La nouvelle s’est répandue comme une traînée de poudre ce lundi matin. En France, le cœur de Pascal Amisi a cessé de battre, emportant avec lui l’une des plus belles plumes et des plus belles âmes de la télévision congolaise.

Difficile de croire que celui dont la voix rassurait, dont les mots apaisaient et dont l’attitude inspirait, n’est plus. Dans les rédactions, sur les réseaux sociaux et dans les cercles d’amis, c’est la même émotion : un mélange de tristesse et de gratitude pour tout ce qu’il a été, pour tout ce qu’il a laissé.

Formé à l’IFASIC, Pascal faisait partie de cette génération de journalistes qui ont écrit les plus belles pages de Télé Kin Malebo (TKM), cette chaîne mythique qui a façonné les mémoires d’un pays tout entier.
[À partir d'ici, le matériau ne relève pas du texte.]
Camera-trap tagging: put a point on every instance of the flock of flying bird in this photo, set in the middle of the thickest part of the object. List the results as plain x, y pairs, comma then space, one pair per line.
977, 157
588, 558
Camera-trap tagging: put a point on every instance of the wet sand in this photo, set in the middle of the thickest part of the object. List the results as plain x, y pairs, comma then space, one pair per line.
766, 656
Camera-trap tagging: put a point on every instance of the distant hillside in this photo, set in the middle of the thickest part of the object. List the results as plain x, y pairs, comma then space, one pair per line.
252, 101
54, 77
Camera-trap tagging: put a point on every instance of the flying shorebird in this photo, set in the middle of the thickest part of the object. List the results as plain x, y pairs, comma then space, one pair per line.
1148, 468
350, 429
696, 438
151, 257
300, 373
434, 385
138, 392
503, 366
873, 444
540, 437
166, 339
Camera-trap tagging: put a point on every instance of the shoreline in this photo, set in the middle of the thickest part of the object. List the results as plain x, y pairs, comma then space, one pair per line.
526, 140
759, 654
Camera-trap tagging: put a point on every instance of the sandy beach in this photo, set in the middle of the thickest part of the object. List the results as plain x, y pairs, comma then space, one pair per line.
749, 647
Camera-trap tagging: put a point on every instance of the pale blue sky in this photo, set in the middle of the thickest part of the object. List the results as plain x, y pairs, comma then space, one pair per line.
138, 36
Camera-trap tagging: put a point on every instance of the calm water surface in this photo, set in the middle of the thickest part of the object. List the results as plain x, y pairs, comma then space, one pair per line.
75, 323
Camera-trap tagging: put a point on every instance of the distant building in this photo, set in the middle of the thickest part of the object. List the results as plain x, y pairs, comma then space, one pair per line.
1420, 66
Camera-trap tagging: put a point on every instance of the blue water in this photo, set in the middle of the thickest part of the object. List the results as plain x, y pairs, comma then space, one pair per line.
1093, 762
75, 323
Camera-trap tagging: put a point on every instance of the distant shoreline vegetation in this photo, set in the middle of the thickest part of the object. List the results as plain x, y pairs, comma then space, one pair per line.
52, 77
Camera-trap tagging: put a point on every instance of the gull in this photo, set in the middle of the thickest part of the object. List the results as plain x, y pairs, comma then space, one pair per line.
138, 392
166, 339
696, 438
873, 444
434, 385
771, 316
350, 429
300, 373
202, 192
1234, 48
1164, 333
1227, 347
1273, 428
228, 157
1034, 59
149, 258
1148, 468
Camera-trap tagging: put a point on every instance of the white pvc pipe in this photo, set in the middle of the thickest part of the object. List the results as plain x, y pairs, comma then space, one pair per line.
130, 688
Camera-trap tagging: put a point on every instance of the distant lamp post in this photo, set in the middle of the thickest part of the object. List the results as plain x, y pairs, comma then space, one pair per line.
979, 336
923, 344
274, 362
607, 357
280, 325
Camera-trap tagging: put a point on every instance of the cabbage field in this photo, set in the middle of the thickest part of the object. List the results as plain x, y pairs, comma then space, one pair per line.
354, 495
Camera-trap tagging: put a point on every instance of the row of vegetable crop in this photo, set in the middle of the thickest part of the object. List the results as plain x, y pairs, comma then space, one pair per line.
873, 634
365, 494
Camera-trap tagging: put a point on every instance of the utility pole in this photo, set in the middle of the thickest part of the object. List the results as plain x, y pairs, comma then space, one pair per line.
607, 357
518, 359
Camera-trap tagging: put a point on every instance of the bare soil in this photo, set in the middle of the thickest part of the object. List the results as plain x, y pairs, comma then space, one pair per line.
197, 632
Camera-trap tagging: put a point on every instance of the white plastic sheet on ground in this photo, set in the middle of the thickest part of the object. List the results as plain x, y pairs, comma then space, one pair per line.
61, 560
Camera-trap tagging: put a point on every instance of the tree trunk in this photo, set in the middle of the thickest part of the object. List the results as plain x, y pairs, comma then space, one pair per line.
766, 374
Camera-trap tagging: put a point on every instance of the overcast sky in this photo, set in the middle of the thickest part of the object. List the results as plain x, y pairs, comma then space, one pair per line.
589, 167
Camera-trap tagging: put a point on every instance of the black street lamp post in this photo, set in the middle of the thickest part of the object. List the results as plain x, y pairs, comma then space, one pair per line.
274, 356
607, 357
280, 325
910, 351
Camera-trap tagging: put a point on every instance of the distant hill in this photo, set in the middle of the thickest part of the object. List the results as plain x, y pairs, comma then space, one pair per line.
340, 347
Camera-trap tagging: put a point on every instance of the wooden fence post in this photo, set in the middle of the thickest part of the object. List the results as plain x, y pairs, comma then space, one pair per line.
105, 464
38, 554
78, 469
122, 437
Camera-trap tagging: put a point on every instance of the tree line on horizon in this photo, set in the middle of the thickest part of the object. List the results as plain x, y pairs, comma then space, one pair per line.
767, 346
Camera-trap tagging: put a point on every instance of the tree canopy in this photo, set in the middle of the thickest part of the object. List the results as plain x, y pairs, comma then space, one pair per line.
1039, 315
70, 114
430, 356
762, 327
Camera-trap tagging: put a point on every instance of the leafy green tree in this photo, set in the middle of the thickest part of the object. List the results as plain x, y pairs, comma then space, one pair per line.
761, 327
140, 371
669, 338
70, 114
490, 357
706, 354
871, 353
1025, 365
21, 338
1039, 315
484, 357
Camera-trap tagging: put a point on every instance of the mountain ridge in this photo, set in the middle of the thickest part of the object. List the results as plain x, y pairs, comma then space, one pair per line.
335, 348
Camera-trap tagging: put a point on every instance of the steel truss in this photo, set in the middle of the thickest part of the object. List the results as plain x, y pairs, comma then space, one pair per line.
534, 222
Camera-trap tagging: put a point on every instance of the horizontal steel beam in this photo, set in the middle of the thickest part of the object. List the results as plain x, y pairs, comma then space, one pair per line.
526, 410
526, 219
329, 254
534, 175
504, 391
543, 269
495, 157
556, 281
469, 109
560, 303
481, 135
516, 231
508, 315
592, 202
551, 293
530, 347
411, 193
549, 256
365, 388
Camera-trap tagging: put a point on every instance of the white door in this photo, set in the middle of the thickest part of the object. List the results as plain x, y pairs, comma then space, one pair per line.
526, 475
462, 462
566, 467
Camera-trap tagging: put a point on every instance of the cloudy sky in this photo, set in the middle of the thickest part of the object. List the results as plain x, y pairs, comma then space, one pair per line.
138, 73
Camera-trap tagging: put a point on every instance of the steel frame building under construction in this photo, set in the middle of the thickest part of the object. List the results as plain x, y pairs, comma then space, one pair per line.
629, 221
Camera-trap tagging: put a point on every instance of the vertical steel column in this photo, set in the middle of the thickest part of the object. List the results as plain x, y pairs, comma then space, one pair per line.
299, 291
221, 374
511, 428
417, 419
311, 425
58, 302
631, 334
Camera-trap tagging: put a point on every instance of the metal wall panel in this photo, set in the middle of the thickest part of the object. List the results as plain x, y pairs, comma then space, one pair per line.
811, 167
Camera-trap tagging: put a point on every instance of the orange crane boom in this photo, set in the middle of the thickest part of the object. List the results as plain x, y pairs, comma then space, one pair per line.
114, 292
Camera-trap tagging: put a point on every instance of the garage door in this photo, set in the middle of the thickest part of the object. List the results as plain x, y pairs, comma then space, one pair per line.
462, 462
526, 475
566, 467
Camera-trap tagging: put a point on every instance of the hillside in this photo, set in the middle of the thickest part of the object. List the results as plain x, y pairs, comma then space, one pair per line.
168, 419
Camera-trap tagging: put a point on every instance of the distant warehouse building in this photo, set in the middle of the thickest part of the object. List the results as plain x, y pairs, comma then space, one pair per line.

Aux côtés de Lumbana Kapasa, Paul Madidi, Kibambi Shintwa, Rose Masala, Tito Ndombi, Charles Dimandja et tant d’autres, il incarnait une télévision de proximité, une presse humaine, intelligente et profondément respectueuse de son public.

Mais Pascal, c’était plus qu’un journaliste. C’était un homme de principes, un professionnel droit et calme, qui croyait que le journalisme n’était pas une arme, mais une mission de vérité. Même lorsqu’il n’était plus à l’écran, il continuait de porter cette flamme à travers InfoCongo.net, son média qu’il dirigeait avec exigence et humilité. Il y défendait une information propre, libre de tout vacarme inutile, une rareté dans un monde où le sensationnel l’emporte souvent sur le sens.

Ceux qui l’ont côtoyé parlent d’un homme doux, attentif, toujours prêt à écouter avant de répondre. Derrière le journaliste se cachait un mari aimant, un père tendre. Il partageait sa vie avec Philo Makiese, journaliste et activiste sociopolitique, une femme de convictions fortes, avec qui il formait un duo d’idéaux et de complicité. Ensemble, ils ont eu un fils, Arthur, qui portera désormais la mémoire d’un père exemplaire.

Pascal Amisi s’en va, mais son empreinte demeure. Dans chaque jeune journaliste qui croit encore en l’intégrité. Dans chaque mot bien pesé avant d’être prononcé. Dans chaque silence habité par le respect de l’autre.

Car au fond, Pascal n’était pas seulement un journaliste : il était une école de mesure, une leçon d’élégance et de dignité.

Adieu Pascal. Le Congo perd une voix juste, mais ta lumière continuera d’éclairer notre mémoire collective.